28 May 2006

"Is it right to break the heart of one that adores you?"

So read D.B.C. Pierre at his talk on Friday evening, from a piece of fan mail from a besotted Bengali man. Or something like that.

23 May 2006

Er, and then there's this.

http://society.guardian.co.uk/socialcare/news/0,,1781360,00.html

Oh Shahbaz.

I like BB this year.

That footballer's wife wannabe girl is a real cutie and speaks like a cross between my friend Jemma and Michael "Phantom of the Opera" Crawford in Some Mother's Do 'Ave 'Em.

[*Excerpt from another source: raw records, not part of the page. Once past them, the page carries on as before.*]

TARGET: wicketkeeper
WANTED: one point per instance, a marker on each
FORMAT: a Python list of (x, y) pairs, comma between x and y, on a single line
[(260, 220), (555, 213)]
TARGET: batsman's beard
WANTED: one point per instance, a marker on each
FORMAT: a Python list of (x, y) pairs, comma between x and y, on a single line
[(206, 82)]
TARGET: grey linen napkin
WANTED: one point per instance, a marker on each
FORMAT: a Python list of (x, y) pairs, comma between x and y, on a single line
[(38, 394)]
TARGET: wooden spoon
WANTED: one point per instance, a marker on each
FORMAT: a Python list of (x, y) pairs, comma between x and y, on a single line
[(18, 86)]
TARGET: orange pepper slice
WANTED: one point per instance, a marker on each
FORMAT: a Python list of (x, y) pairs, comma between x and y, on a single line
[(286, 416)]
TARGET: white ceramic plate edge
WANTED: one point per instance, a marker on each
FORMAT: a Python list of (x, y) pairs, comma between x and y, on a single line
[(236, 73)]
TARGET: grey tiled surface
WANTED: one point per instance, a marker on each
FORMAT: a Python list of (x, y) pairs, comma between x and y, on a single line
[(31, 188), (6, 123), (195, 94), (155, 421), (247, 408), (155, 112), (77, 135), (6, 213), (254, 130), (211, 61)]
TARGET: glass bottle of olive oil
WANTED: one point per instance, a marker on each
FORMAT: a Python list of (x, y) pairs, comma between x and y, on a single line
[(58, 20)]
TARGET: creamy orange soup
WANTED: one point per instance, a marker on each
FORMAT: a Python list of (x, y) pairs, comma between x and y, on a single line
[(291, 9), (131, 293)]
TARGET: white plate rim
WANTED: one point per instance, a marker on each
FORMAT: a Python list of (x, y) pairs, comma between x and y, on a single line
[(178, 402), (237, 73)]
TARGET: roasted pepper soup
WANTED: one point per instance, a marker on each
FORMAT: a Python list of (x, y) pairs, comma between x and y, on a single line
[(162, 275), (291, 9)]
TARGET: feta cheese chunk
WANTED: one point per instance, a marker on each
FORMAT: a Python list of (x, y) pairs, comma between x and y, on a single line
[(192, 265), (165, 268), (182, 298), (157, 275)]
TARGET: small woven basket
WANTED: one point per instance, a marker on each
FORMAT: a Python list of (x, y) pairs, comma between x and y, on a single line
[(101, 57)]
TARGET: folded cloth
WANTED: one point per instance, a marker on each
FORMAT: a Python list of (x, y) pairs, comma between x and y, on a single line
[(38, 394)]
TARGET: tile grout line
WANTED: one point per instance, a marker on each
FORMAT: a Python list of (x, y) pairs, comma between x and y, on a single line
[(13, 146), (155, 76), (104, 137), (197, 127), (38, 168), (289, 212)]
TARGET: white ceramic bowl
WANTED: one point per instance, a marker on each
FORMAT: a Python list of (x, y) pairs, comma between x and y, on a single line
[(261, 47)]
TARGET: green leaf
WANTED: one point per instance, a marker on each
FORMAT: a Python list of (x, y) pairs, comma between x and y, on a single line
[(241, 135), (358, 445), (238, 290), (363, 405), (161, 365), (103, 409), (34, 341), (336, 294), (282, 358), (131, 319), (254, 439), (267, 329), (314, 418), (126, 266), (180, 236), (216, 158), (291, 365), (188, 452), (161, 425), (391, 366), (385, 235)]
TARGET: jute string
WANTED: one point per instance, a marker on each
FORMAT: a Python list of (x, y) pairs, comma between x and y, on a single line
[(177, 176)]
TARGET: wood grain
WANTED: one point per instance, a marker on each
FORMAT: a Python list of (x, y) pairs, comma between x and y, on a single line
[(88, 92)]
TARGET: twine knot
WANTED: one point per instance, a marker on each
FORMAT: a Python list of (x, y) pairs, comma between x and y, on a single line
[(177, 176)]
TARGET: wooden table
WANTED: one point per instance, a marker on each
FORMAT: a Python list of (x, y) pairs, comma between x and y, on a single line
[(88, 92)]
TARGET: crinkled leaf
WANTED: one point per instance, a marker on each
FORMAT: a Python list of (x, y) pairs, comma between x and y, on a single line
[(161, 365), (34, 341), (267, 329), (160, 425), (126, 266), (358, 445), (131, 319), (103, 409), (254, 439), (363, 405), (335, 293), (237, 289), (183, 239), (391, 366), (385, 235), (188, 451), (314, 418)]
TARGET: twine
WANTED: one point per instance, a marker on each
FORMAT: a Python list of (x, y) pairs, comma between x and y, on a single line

And what's not to like about well-endowed Tourette's sufferers such as Brighton's own Pete?

And last night after the whole house spurned the annoying Shahzan (the "Pakie Pouf"), he snuck into the kitchen while everyone slept and stole all the food, muttering typical villain threats for the cameras: "I'll make them fucking talk to me. Let's see how they think now. Oh, the satisfaction!" Straight panto.

22 May 2006

Speaking of Huevos


Rancheros deluxe.

Eggman


Though I'm eating mine scrambled in the microwave these days.

18 May 2006

Brighton Festival Rundown

If I were a more diligent and anal person, I would have written a review for each of the Brighton Festival events that, together, have kept me out nearly most nights over the last two weeks. Instead, I'll just list the things I can remember seeing, and you can ask me if you want a review or recommendation. Seth, does this count as a step in the right direction towards anti-ephemerism? Probably not.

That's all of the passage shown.